梅田氏のネットに対する考えが徹底して「楽観的」なのに対し、佐々木氏の視点はネットと既存社会のさまざまな摩擦や対立を抉り出そうとするものだ。

そこでは楽観的な個々の変革の先にあるであろう秩序や制度や権威という社会の再構築がすでに起こりつつあることが具体的事例を述べながら明らかにされている。佐々木氏はその点をジャーナリズムの再構築をテーマに自らの体験も踏まえながら書き上げたものである。特に後半は読み応えがある。

今回の佐々木氏が行った問題提起は、今後さまざまな形で自分たちの生活や仕事上で考えることになるであろう。

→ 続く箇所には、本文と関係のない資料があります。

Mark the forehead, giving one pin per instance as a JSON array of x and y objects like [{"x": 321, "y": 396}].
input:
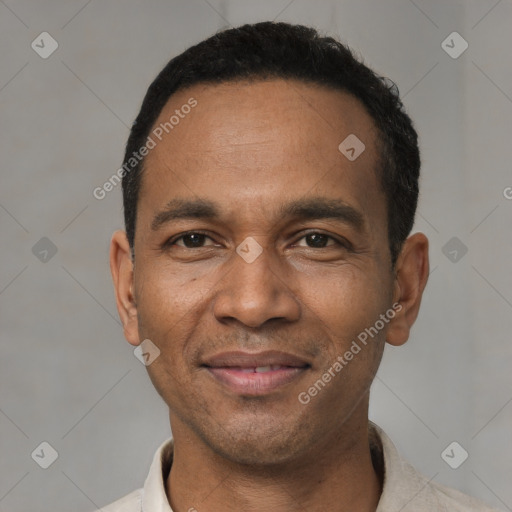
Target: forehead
[{"x": 258, "y": 142}]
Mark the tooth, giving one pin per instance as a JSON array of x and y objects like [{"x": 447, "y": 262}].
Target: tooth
[{"x": 262, "y": 369}]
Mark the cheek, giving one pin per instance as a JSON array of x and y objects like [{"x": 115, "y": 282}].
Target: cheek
[{"x": 345, "y": 300}]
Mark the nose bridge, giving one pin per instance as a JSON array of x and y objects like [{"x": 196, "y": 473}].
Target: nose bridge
[{"x": 255, "y": 290}]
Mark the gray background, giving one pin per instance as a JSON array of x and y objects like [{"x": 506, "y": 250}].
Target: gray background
[{"x": 67, "y": 375}]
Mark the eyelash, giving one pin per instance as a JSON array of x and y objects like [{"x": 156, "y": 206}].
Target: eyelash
[{"x": 339, "y": 242}]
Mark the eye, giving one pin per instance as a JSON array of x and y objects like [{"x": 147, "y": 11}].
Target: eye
[
  {"x": 318, "y": 240},
  {"x": 190, "y": 240}
]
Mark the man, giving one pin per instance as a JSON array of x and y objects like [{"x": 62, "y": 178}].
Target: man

本書で取り上げられている事例・・・場合によってはすでにそのような状況になっている場合も多々あるのではなるまいか。

明らかなのは、インターネットが普及し、それが社会変革をもたらすほどのインパクトを持っていること、変革は生活やビジネス面から始まり、倫理、権威、秩序、法制度といった社会の骨格を形成する基本構造への影響が出始めてきたところである一方、それを受け入れるわれわれは皆が未体験の世界、誰も何が正解なのか分からない世界に突入するということだろう・・・ネットの時代は便利、便利と浮かれているだけでは進まなくなる時代になろうとなろうとしている。

 

さてここまで来ると社会を秩序立てるその根本はどう考えるべきなのだろうか・・・そろそろあの本を読まなければいけないときがきたようだ。

梅田氏の楽観的視点、佐々木氏の現実を見る視点、両者の視点は今後を考える際に常に忘れないでいたいところだ。

ところであとがきに出てくる「I」さんて、僕の知っているIさんかな?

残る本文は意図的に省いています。